We sit right at the front of the classroom, which is really the canteen and smells of cabbage and fish. I know almost more than any of the other children, because the most they ever stay in SNIP is three months, but we’ve been here for more than seven times three months now, so that’s seven times longer than anyone else.

‘Well, it was Monday yesterday, so today is…’

‘Tuesday!’ grins Masha.

‘Exactly. And I want you to remember this day forever and rejoice because this is the day of a Great Soviet Achievement.’ Masha yawns. There are lots of Great Soviet Achievements going on all the time. Like dams and bridges being built and quotas being fulfilled and Five-Year Plans being met. I think me and Masha were a sort of achievement too, when we first walked, but I don’t think anyone rejoiced except Aunty Nadya. She fell in a pile on the floor as if getting our legs to work had stopped hers from working. I keep thinking how much I wanted Mummy to see us walking. She’d be so amazed she’d fall off her chair! But she never did come the day after Anokhin visited. We waited all day with our hearts beating so fast I thought mine would burst in two. But she didn’t come at all.

I won’t think about that. We had to use crutches to start off with and then we learnt to walk by just putting our arms round each other and balancing like that. And then once we’d started we couldn’t stop, we could go everywhere all by ourselves. We went running in and out of all the wards and bumping down the stairs to see Lydia Mikhailovna in her office and into the schoolroom-canteen, and even down to the kitchens.

Galina Petrovna looks round now, with her eyebrows up to make sure we’re all listening. She looks like a bird with a beak for a nose and big ringed glasses and smooth black hair. She’s my favourite (apart from Aunty Nadya) of all the grown-ups we know – that’s the doctors and nurses and nannies and cleaners. She’s so happy at this Achievement, whatever it is, that she’s almost dancing in one place. I’d like to see the People rejoicing in the streets about it, but we’re still a Big Secret so we don’t go Outside. If I can never, ever, ever go Outside I want to do schoolwork hard, as well as I can all the time, so I can be a doctor, and work in here when I grow up. Masha wants to work in the kitchens so she can eat oranges all day.

‘Yes, Pasha?’ I look back at him with his silly hand high up.
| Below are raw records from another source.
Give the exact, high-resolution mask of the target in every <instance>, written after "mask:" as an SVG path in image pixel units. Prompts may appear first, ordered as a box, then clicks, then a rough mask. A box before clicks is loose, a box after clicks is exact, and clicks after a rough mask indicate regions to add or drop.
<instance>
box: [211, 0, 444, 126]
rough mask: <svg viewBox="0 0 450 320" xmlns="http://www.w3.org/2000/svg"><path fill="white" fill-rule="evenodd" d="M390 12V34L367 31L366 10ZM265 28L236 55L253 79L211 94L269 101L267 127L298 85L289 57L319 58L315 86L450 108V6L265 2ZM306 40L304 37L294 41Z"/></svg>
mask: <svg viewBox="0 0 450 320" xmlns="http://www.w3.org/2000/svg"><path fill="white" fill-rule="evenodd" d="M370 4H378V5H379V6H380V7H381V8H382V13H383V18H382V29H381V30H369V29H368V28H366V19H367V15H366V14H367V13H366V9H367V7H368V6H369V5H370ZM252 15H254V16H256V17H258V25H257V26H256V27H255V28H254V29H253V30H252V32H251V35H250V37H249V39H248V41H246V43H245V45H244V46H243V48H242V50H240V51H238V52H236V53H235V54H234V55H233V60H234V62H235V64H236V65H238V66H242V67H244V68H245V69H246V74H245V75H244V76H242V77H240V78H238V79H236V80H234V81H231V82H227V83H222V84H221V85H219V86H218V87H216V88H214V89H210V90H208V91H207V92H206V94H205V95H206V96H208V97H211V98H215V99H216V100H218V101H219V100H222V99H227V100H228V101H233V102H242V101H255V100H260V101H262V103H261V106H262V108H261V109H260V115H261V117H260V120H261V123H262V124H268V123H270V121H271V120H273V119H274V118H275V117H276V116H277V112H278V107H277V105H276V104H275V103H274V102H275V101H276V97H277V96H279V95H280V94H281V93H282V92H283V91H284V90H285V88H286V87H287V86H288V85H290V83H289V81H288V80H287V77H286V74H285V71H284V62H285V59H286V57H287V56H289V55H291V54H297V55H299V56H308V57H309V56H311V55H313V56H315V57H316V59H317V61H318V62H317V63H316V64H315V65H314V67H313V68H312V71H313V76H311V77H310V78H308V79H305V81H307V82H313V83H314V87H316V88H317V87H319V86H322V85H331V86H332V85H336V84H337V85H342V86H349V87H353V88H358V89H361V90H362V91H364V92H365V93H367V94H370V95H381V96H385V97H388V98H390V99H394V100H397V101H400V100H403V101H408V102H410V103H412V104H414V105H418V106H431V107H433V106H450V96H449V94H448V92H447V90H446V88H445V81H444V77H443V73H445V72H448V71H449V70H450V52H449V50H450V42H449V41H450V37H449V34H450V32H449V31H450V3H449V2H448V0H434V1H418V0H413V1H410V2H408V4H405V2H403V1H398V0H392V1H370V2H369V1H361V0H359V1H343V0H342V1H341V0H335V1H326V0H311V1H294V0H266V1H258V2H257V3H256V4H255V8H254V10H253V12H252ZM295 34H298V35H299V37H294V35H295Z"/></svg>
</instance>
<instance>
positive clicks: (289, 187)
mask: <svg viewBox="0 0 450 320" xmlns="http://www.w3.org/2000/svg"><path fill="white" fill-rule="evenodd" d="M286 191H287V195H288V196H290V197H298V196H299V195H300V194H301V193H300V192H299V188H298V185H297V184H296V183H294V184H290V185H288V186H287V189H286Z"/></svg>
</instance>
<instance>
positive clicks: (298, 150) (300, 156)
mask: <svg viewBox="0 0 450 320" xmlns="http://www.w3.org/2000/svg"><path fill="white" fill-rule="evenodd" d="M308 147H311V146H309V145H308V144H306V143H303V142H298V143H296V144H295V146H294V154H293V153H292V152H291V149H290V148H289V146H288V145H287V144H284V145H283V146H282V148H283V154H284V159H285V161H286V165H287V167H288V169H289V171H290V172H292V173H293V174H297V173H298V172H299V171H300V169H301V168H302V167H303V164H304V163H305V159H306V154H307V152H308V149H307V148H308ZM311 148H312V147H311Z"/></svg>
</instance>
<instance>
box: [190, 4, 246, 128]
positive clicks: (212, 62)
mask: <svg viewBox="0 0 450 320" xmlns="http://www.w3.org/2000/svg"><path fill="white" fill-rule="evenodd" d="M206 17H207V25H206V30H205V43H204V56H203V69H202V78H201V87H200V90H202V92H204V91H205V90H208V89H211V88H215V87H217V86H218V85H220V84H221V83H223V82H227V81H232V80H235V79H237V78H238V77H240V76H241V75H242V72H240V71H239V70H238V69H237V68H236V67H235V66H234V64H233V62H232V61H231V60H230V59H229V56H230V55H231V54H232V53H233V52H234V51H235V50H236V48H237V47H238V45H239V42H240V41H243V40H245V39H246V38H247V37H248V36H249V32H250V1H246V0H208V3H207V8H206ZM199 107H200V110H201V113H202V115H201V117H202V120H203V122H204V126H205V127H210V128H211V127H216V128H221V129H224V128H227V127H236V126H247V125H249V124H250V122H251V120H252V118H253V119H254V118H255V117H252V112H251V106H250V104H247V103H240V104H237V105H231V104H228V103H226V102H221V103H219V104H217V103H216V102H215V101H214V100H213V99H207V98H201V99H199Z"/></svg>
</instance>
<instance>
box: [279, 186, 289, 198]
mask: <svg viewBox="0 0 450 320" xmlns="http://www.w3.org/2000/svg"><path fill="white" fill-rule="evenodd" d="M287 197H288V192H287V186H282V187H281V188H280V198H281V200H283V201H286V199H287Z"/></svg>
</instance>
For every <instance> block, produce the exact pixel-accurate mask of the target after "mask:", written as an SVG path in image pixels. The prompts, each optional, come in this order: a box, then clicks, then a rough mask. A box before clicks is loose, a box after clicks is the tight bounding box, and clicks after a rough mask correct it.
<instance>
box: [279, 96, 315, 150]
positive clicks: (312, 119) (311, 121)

He’s ten and we’re seven so it’s not fair when he knows stuff and I don’t.

‘Our scientists have launched a dog into space, Galina Petrovna.’
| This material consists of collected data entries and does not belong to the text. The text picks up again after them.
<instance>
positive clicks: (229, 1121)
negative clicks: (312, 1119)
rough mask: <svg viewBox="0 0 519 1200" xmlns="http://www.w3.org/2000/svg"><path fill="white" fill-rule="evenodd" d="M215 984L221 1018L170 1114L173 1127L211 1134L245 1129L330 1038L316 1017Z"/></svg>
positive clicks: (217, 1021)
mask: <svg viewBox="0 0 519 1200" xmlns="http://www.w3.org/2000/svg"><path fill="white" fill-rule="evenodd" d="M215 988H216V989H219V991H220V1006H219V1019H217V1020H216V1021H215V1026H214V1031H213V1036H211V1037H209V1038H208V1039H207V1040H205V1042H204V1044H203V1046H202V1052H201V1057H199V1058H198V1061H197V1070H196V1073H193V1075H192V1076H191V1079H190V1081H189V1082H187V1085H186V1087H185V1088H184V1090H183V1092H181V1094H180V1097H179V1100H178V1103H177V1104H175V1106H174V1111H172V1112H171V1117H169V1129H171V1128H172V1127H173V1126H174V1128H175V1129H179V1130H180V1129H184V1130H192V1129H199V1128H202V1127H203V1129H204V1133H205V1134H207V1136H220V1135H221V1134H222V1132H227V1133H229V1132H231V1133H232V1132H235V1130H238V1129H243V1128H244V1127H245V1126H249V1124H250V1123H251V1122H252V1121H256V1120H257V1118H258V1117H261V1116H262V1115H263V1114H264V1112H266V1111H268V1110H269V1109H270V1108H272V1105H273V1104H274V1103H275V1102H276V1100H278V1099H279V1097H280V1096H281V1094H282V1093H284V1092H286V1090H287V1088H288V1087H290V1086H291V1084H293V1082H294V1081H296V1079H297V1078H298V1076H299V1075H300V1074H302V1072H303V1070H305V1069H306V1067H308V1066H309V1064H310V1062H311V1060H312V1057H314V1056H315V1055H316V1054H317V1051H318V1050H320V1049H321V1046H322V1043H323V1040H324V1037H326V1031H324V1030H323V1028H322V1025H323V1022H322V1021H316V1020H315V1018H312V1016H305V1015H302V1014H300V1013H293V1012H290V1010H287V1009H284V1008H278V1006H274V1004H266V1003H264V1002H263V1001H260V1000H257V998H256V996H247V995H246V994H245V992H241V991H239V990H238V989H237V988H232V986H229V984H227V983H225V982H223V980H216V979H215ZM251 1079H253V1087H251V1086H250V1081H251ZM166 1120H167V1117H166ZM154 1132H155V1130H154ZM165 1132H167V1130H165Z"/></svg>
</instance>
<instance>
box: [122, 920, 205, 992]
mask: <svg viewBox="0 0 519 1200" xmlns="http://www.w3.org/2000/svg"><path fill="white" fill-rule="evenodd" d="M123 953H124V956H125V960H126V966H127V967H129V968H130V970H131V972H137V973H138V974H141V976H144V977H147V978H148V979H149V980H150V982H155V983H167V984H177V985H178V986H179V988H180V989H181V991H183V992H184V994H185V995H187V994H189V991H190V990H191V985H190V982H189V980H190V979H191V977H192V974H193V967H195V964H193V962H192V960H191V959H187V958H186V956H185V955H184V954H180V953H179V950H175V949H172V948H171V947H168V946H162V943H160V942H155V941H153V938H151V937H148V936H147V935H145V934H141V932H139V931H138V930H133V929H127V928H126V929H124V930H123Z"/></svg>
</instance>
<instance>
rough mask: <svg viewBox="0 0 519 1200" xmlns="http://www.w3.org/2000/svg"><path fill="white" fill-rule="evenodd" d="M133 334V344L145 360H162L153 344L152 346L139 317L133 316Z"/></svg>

‘Exactly! We are the only country in the world advanced enough to do this. And what country are we in, children?’

‘The Union of Soviet Socialist Republics!’ we all chant – even Masha.

‘And where is that?’

‘In the Best of All Possible Worlds!’

Tak tochno! Any questions? Hands up.’

‘How do you launch a dog into space, Galina Petrovna?’ asks Masha. ‘With a catapult? Does she float? Will she drop back?’

‘I said hands up, Masha… How many times…’

She holds up the front page of Pravda to show us a photo of a dog inside a metal kennel with cushions. ‘She’s called Laika and she was sent up in this capsule in a big space rocket. Soon we will send a man into space. The first man in the history of mankind. Then we will put the first man on the moon and perhaps soon, in our lifetime, everyone on earth will be living on a Soviet moon.’

She looks round at us, smiling as proud as can be of this first Space Achievement. I’m proud as can be too, but I don’t want to be fired up in a rocket and go whizzing through blackness from star to star forever, or even live on a Soviet moon. I’d always be afraid of falling off it into space. Masha would though.